Oliver’s is not an accurate comparison with Craveable Brands: it is a specialist fully organic fast food chain (it says it is the world’s first such chain) that has outlets in highway service centres along the east coast.

Nor is Retail Food Group, because coffee represents about 42% of its total earnings.

And nor is Domino’s Pizza – it is virtually seen as a technology-enabled global growth stock. The company has upgraded its FY17 full-year earnings forecast twice, and now expects net profit and underlying earnings to increase by 32.5%, after a strong first-half performance.

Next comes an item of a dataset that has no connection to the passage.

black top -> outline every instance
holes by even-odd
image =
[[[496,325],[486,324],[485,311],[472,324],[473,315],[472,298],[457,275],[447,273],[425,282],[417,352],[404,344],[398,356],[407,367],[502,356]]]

Nevertheless, according to FN Arena:

And according to its prospectus, Oliver’s Real Foods – which forecast a loss on FY17 – trades (at 24 cents) at 14 times expected FY18 earnings.

The indicative price range given for Craveable Brands equates to a value between 11.5 and 12.5 times forecast earnings.

The company expects to make EBITDA (earnings before interest, tax, depreciation and amortisation) of $46.4 million in the year to June 2017, and boost that to $52.5 million in the 2018 financial year, on sales of $786 million.

Based on the estimates of the analysts at the sponsoring brokers, the stock is expected to offer a dividend yield of up to 9%, unfranked, which is the equivalent of a 6.3% fully franked yield.

In comparison, estimates collated by FN Arena indicate that analysts expect Collins Foods to pay a dividend yield of 3.3% in FY18, Retail Food Group to pay 7.1% (value augmented by its recent share price slump: yields move inversely to share prices) and Domino’s Pizza to pay 2.4%.

Because of previous losses, Craveable is not expected to start paying tax until 2019: once the company begins paying tax, and can frank its dividends, its yield would be expected to fall.

Craveable Brands’ growth strategy revolves around expanding its delivery offering, rolling out new restaurants – Goldman Sachs says the company has identified about 240 potential locations for new network restaurants, and is targeting at least 10 new net restaurants a year in the medium term – and international master franchise agreements.

Craveable Brands is a high-quality operation, and could be a strong IPO – but it all depends on how pragmatic Archer Capital and its brokers are prepared to be in pricing the stock. The institutional pressure that caused Oliver’s Real Foods to drop its asking price will also come to bear on Craveable Brands, but it has a wide indicative range to play with. We expect a final price to be closer to the lower end of the indicative range than the higher end: the closer to $2.09, the better. We also want to see Archer’s retained stake as high as possible, to give shareholder comfort that the vendor is keeping significant skin in the game.